Why Are EMEA Banks Racing to Modernise Payments?

Financial institutions across Europe, the Middle East and Africa are in a period of major transition. While new fintech firms have captured attention, traditional banks have been preparing their own transformation.
New research from Volante Technologies indicates that 99% of banks in the EMEA region are planning to implement new payment solutions within the next 12 months. This points to an industry-wide move toward modernisation.
According to Volante, banks are making substantial financial commitments with institutions allocating an average of nearly US$1.5m to these modernisation projects in the coming year. This figure accounts for financial institutions of all sizes across the region.
The urgency is clear, with more than 50% of banks aiming to complete their upgrades within six months.
For years, many of these institutions have operated with legacy systems and more than a quarter still rely on technology that is either integrated into their core banking platforms or consists of a mix of internal and vendor solutions that are 5 to 10 years old.
Operational resilience and competitive edge
The motivation for this wave of modernisation is twofold.

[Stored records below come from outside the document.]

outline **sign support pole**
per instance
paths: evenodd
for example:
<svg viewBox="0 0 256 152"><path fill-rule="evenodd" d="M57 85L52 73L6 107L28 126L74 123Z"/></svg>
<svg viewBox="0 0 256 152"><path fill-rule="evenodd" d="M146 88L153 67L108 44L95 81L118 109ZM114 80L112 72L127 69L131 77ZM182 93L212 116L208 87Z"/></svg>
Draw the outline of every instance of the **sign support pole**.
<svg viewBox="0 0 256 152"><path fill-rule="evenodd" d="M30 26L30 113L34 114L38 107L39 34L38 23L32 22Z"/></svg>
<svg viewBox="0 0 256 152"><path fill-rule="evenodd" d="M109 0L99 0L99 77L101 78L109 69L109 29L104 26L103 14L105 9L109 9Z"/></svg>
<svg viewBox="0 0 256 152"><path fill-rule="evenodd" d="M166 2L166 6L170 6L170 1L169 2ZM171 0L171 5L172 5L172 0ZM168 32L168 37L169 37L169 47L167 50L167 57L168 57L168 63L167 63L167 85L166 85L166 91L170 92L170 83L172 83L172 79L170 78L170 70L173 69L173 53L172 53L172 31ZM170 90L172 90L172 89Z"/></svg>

Nearly a third of banks report that cost efficiency and operational resilience are primary reasons for the upgrades. The objective is to implement systems that have improved functionality and lower operational costs.
Beyond operational improvements, there is a distinct competitive angle. The pressure from fintech companies and neobanks has compelled established banks to evaluate their service offerings.
When customers are accustomed to instant money transfers via smartphone apps, traditional banking services that take days to process are no longer competitive.
"The fifth edition of The Big Survey shows banks recognise that modernising payments is crucial to survival in the evolving payments landscape," says Vijay Oddiraju, Co-Founder and CEO of Volante Technologies.
Navigating vendor selection and legacy systems
Volante’s research also sheds light on the concerns of banking executives. The challenges are not just technical but also strategic.
Key concerns include:
- Vendor selection anxiety: 38% of banks state that choosing the right technology partners is their biggest concern, outweighing even cybersecurity risks or budget constraints
- Legacy system burden: More than a quarter of banks are hindered by outdated technology
- Skills gap worries: Around a third are concerned about possessing the necessary internal expertise to manage such a complex transition.
When considering cloud adoption, banks are proceeding with caution. The data shows 58% of banks are utilising a hybrid strategy that combines cloud-based and on-premises solutions. A quarter are still assessing their options while remaining primarily on-premises.
This measured approach is logical in a highly regulated industry where security and compliance are paramount. It also highlights the difficulty of overhauling large-scale systems and networks.
Regulatory deadlines add urgency
The year 2025 is regarded as critical for the banking industry. Impending regulatory deadlines and new legislation, such as SEPA Instant Payments and the SWIFT ISO 20022 messaging standard, are creating additional pressure for banks to proceed with modernisation.
"It's not only market competition and changing customer expectations that are impressing this urgency upon them: 2025 is a critical year for regulatory deadlines," Vijay explains.
This regulatory pressure introduces further urgency to what is already a critical business need. Banks that fail to modernise could face compliance issues while also losing market share to more agile competitors.
The readiness of banks to invest an average of US$1.5m in payment modernisation highlights how critical they view this transformation. The scale of these budgets also clarifies why institutions are being so careful in their choice of technology partners.
"For banks, the right partners are ones who will help them modernise their payments while lowering risk, improving ROI and helping them onboard new clients quickly," Vijay notes.
The winners in this race will be the banks that can successfully manage the transition while maintaining service quality and regulatory compliance. Those that do not adapt risk being left with outdated systems that cannot compete in an increasingly digital-first market.